A grandmother, mother, and infant were trapped in one room of a three-story structure in Kahramanmaras, according to rescuers, with a fourth person likely in another room. They claimed that a column was impeding their attempts to scale a wall in order to reach the survivors.
Turkish army, police, and members of a Spanish rescue team were searching the structure, which was mainly undamaged.
“We have no idea if they are still alive. The thermal cameras have only detected heat, and there has been no sound from them “Themacforums was informed by a Turkish army soldier.
Turkey’s Disaster and Emergency Management Authority said that 31,643 people have died in the country’s biggest earthquake since 1939. According to a U.N. organization, more than 4,300 people had been reported dead and 7,600 injured in northwest Syria as of Sunday.
Behind the 2005 earthquake that left at least 73,000 dead in Pakistan, the earthquake is now the sixth deadliest natural disaster of the 20th century.
SYRIA AID
The calamity in Syria was most severe in the rebel-held northwest, forcing many people who had already been displaced by a decade-long civil war to seek new housing. Compared to places under government control, the area has received relatively little aid.
The UN’s Griffiths said that even in Aleppo, which has endured a great deal over the years, “this moment, that instant…was about the worst that these people have faced.”
In a previous tweet, he claimed that the locals had “failed” them.
Only one border crossing between Turkey and Syria is now available for U.N. assistance supplies. According to Griffiths, the UN would be relocating aid from Syria’s government-held areas to the rebel-held northwest.
The Syrian government and all other parties were urged by the United States to give prompt access to all people in need for humanitarian purposes.
According to a U.N. spokeswoman, approval problems with the Islamist group Hayat Tahrir al-Sham (HTS), which controls much of the province, have slowed the delivery of earthquake supplies from government-held territories into territory ruled by hardline opposition groups.
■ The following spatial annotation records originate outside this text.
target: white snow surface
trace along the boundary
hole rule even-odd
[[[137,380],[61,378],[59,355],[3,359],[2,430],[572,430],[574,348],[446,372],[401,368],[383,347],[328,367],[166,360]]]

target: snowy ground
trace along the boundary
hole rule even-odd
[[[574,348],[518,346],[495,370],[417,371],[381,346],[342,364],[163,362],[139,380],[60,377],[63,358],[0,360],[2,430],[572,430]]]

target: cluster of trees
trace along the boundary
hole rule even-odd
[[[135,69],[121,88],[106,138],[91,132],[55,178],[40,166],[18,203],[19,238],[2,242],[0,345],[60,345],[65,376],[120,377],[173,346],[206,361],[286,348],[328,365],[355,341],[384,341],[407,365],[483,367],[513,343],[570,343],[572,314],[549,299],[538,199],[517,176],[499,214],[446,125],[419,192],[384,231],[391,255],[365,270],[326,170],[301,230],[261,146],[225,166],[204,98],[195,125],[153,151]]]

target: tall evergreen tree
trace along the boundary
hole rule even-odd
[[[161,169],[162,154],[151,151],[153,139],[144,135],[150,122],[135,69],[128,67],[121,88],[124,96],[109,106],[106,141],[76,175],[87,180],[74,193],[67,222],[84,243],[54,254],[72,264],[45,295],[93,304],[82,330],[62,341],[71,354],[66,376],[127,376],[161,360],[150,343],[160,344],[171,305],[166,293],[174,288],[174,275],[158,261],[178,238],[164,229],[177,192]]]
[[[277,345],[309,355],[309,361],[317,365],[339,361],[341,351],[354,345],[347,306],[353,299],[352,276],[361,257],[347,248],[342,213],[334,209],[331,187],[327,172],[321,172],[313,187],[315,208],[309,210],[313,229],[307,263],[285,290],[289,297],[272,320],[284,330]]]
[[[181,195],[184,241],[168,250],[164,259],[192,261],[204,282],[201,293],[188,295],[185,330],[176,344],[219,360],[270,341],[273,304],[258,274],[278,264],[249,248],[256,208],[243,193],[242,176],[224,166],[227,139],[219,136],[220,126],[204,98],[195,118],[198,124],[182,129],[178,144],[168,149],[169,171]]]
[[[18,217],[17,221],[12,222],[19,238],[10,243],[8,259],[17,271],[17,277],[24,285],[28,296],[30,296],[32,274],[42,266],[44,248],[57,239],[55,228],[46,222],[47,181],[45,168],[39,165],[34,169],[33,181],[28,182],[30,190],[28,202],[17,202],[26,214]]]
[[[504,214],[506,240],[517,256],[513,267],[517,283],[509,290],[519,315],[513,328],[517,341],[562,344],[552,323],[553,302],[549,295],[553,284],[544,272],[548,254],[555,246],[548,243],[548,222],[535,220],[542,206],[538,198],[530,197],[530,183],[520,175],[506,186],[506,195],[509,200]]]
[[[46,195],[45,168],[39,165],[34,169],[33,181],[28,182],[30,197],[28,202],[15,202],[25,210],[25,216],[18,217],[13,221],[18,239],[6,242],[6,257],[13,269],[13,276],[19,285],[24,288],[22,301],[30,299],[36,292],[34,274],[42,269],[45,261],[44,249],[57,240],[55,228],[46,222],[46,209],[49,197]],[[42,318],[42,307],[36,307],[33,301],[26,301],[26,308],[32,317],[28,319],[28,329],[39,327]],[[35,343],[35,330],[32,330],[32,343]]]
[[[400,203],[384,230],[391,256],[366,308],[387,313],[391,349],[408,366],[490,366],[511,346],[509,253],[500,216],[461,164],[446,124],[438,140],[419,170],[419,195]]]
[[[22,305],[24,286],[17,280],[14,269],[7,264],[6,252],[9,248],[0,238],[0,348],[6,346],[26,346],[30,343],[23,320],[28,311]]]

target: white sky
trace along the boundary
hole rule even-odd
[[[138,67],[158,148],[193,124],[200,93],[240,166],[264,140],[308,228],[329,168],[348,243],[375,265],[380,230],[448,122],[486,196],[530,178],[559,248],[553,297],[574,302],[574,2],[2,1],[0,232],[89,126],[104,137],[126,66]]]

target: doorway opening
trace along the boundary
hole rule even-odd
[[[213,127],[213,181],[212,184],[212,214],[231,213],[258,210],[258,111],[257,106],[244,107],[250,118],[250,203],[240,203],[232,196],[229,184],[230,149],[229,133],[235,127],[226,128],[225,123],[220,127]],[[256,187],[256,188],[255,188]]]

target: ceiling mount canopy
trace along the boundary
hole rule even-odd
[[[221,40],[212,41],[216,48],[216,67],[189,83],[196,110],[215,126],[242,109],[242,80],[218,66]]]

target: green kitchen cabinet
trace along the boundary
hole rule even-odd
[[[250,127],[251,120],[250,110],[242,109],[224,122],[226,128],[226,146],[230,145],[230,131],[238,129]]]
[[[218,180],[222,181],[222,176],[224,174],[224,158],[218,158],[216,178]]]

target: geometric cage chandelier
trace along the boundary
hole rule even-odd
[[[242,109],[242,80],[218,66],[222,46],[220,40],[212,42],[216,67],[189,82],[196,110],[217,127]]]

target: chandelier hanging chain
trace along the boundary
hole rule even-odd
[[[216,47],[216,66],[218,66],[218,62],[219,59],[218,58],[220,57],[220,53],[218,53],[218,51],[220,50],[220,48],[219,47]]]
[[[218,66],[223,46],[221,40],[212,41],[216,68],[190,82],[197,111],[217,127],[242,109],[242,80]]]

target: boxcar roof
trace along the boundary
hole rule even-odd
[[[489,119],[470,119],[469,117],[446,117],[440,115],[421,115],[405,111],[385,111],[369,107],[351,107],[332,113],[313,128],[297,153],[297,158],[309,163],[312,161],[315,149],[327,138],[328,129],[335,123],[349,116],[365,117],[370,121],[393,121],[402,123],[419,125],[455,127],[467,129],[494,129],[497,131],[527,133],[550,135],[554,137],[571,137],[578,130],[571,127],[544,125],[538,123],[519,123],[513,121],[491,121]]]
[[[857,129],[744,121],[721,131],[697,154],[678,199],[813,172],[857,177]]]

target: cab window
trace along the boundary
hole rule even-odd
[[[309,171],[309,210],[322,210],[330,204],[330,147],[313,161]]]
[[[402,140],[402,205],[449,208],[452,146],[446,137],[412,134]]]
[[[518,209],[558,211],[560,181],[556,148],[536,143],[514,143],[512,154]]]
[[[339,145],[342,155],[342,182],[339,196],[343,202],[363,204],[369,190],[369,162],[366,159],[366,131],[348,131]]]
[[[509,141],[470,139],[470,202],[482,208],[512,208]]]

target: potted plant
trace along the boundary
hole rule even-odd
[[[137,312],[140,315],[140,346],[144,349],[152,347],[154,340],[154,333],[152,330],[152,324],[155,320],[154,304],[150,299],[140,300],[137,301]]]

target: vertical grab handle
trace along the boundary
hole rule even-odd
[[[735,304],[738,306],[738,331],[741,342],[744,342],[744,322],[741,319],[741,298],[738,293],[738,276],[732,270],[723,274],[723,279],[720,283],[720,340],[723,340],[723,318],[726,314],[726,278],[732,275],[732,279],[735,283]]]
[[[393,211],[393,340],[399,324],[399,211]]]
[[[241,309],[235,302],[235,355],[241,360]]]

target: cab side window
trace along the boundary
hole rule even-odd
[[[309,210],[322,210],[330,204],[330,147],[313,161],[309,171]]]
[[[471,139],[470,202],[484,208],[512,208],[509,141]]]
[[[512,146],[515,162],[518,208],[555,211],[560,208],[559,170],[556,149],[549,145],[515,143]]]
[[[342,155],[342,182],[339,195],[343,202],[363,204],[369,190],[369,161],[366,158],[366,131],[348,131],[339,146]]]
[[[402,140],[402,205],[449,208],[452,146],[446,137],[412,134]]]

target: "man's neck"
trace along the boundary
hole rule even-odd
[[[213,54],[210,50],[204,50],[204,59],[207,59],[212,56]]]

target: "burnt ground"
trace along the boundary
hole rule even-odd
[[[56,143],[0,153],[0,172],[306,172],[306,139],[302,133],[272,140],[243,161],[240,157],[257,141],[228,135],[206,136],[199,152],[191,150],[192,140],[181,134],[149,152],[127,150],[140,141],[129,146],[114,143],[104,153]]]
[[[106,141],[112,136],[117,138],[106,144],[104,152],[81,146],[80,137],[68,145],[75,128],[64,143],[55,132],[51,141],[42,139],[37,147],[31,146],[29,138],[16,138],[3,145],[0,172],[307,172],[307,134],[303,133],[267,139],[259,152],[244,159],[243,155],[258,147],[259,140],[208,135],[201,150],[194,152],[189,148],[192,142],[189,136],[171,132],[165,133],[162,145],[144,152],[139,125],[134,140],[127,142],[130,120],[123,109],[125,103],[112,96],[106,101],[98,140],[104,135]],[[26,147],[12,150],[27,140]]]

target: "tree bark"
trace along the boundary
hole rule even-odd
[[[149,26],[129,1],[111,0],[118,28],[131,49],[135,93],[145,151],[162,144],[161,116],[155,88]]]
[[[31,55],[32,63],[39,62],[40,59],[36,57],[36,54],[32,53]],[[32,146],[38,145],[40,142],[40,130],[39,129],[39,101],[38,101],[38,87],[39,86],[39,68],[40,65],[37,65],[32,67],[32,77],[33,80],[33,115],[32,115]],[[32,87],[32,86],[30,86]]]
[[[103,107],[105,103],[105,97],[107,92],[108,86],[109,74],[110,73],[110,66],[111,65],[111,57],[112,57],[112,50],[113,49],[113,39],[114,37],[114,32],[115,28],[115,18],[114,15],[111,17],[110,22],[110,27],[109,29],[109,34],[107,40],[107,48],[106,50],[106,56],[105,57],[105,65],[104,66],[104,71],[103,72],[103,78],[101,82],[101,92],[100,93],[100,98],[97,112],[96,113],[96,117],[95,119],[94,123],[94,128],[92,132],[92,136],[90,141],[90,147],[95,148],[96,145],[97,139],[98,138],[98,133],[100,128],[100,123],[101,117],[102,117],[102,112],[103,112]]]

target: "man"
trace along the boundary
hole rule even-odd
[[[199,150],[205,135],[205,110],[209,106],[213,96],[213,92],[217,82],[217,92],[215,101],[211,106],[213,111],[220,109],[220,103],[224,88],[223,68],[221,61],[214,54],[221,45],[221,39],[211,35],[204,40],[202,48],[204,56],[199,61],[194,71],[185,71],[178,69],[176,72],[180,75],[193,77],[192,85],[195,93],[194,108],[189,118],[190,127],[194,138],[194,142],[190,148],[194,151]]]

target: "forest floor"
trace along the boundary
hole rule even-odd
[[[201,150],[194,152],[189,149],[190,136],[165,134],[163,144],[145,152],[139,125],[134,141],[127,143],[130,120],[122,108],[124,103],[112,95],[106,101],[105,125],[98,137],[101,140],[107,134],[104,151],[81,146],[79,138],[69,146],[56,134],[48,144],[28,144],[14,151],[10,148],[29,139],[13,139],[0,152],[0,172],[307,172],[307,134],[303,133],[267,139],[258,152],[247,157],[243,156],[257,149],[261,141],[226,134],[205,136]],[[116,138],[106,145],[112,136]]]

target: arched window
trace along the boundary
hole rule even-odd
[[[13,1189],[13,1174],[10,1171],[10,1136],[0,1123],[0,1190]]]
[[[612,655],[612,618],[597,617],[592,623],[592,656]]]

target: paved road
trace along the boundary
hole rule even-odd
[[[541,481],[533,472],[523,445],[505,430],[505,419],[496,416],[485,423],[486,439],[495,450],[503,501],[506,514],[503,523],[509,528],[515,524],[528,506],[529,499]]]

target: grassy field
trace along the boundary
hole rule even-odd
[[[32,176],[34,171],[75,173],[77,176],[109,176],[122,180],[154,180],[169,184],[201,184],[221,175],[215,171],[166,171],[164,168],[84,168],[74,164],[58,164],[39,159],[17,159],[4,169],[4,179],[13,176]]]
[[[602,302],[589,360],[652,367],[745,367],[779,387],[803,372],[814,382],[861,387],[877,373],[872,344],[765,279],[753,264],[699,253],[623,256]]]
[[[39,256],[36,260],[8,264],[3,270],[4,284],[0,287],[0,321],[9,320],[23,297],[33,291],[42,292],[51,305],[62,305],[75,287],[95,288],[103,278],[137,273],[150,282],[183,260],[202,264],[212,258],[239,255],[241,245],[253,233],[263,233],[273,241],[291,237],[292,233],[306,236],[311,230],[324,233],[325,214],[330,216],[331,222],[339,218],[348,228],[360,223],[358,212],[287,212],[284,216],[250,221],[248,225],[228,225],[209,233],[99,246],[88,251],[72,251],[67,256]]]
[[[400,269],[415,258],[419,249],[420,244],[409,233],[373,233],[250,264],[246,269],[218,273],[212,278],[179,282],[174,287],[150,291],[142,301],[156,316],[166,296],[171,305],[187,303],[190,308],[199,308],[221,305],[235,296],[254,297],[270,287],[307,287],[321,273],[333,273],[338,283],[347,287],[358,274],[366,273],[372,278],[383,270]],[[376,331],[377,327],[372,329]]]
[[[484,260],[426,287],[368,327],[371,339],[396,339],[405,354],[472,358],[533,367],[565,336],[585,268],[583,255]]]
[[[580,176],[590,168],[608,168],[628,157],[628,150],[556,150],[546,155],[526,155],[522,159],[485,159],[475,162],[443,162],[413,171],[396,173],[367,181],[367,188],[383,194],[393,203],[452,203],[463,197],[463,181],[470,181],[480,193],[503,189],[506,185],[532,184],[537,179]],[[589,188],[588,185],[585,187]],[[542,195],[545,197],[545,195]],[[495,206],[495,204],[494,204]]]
According to an HTS source in Idlib, the group would not permit any shipments from areas under the control of the government and that aid would be arriving through Turkey to the north.
The UN has stated that it wants to open two more border crossings.
QUESTIONS OF SECURITY
A number of Turkish cities’ residents and humanitarian workers have reported deteriorating security circumstances, with several reports of businesses and collapsed homes being stolen.
Business owners evacuated their stores on Sunday in a crucial area of one of the worst affected cities, Antakya in southern Turkey, to save products from being taken by looters.
Turkey’s Health Minister Fahrettin Koca announced over the weekend that rabies and tetanus vaccines had been dispatched to the earthquake zone and that mobile pharmacies had begun operating there amid worries about sanitation and the spread of infection in the area.
In reaction to criticism of his handling of the earthquake, Turkish President Tayyip Erdogan has pledged that the government will deal severely with looters. This comes as he prepares for the toughest election of his 20 years in office, which is set for June.
Over 1 million people were living in temporary shelters, according to Turkey’s Sunday report, while 80,000 individuals were hospitalized.